Judging of the 13th running of the ABSA Top Ten Pinotage Competition kicked off at the Devon Valley Hotel this morning. Proceedings started with seven judges being given a pep-talk by chairman Duimpie Bayly, who noted in passing that he’s the world’s best judge of faulty wines. Not that we found too many faults in the 70-odd we tasted between 9h30 and 14h00.

Judging Pinotage in Devon Valley this morning

Judging Pinotage in Devon Valley this morning

140 wines have been entered and they were tasted blind by vintage and were discussed after each flight (2 from 2004, 6 from 2005, 20-odd from 2006 and the bulk from 2007 with the remainder of the 07′s and all the 08′s to be tackled tomorrow). As expected, the first coffee/mocha example elicited wildly different scores, 17+ from yours truly and 17 (out of 20) from foreign judge Allan Cheesman, former Buying Director for perishable goods at UK supermarket chain Sainsbury’s, responsible (in particular) for wine purchases and 100 buyers of produce.

The anti-coffee brigade was lead by respected retired Stellenbosch winemaker François Naudé whose l’Avenir Pinotage was in the Top Ten a record breaking seven times in ten years.
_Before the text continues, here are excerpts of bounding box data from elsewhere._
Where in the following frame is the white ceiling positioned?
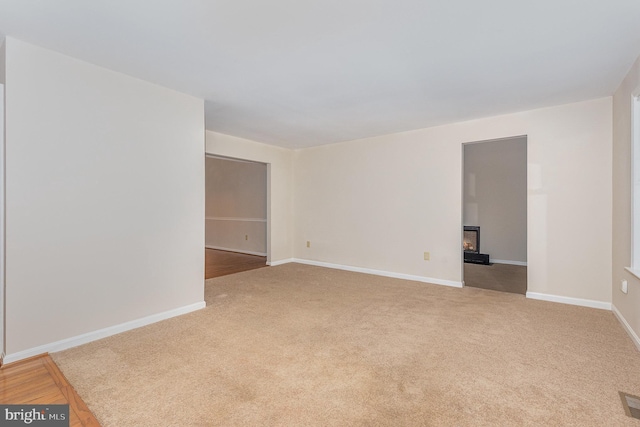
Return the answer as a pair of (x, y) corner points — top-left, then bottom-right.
(0, 0), (640, 148)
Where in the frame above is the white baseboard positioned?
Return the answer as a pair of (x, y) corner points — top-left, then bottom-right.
(611, 304), (640, 350)
(527, 292), (611, 310)
(489, 259), (527, 267)
(204, 245), (267, 256)
(267, 258), (294, 267)
(4, 301), (206, 363)
(292, 258), (462, 288)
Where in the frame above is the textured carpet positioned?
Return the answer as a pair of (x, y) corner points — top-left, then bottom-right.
(52, 264), (640, 427)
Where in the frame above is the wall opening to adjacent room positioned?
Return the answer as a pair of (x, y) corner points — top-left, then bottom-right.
(461, 136), (527, 294)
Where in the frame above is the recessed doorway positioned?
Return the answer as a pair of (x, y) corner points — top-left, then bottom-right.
(461, 136), (527, 295)
(205, 155), (269, 279)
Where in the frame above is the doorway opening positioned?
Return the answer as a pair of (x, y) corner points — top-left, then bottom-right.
(205, 155), (269, 279)
(461, 136), (527, 295)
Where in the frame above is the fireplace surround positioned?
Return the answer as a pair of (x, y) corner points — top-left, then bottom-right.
(462, 225), (489, 265)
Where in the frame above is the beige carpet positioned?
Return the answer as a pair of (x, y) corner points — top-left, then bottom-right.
(53, 264), (640, 427)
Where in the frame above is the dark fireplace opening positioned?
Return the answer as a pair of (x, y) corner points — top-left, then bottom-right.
(462, 225), (490, 265)
(462, 225), (480, 254)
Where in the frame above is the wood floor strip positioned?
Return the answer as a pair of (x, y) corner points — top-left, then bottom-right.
(204, 249), (267, 279)
(0, 354), (100, 427)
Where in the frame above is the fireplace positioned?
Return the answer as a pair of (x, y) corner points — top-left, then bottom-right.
(462, 225), (489, 264)
(462, 225), (480, 254)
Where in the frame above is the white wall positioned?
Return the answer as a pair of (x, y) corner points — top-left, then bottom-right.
(464, 137), (527, 263)
(0, 40), (6, 83)
(0, 40), (5, 363)
(6, 38), (204, 357)
(205, 157), (267, 256)
(294, 98), (611, 307)
(612, 54), (640, 347)
(206, 131), (293, 264)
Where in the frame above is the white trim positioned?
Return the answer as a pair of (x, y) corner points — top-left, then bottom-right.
(489, 259), (527, 267)
(624, 267), (640, 279)
(267, 258), (294, 267)
(527, 292), (611, 310)
(611, 304), (640, 350)
(293, 258), (462, 288)
(4, 301), (207, 363)
(204, 245), (267, 256)
(205, 216), (267, 222)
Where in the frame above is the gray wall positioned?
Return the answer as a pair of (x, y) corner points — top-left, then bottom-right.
(205, 157), (267, 255)
(463, 137), (527, 263)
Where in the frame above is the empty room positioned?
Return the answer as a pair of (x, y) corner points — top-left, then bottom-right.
(0, 0), (640, 427)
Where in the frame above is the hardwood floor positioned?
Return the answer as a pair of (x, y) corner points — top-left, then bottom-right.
(464, 263), (527, 295)
(0, 354), (100, 427)
(204, 249), (267, 279)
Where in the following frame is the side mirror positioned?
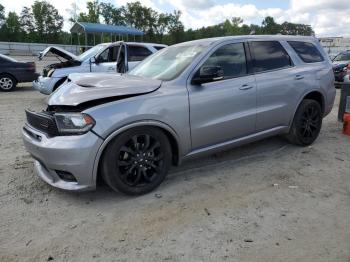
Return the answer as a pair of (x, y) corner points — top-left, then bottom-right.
(192, 66), (224, 85)
(90, 56), (98, 64)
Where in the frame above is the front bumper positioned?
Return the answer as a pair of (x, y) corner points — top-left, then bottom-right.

François argued strongly for a universal criterion of “good wine” with French claret the quoted example while we argued equally strongly for commercial reality which sees these coffee/mocha wines fly off the shelf.

François and friends scored them in the 14/15 range. I think our argument that coffee/mocha was a valid style and if we ignored it, producers of that expression would simply boycott the competition – something Anthony Hamilton Russell is already doing with his excellent Ashbourne, claiming that the competition would not recognize the style.

But good news, Mr. Sonnenberg. A Starbucks stunner in the last flight was rated 17 by François who raved about the juicy fruit lurking beneath all that toasty oak. Which is a victory for Pinotage, for as Duimpie pointed out, “it shows how versatile Pinotage is.”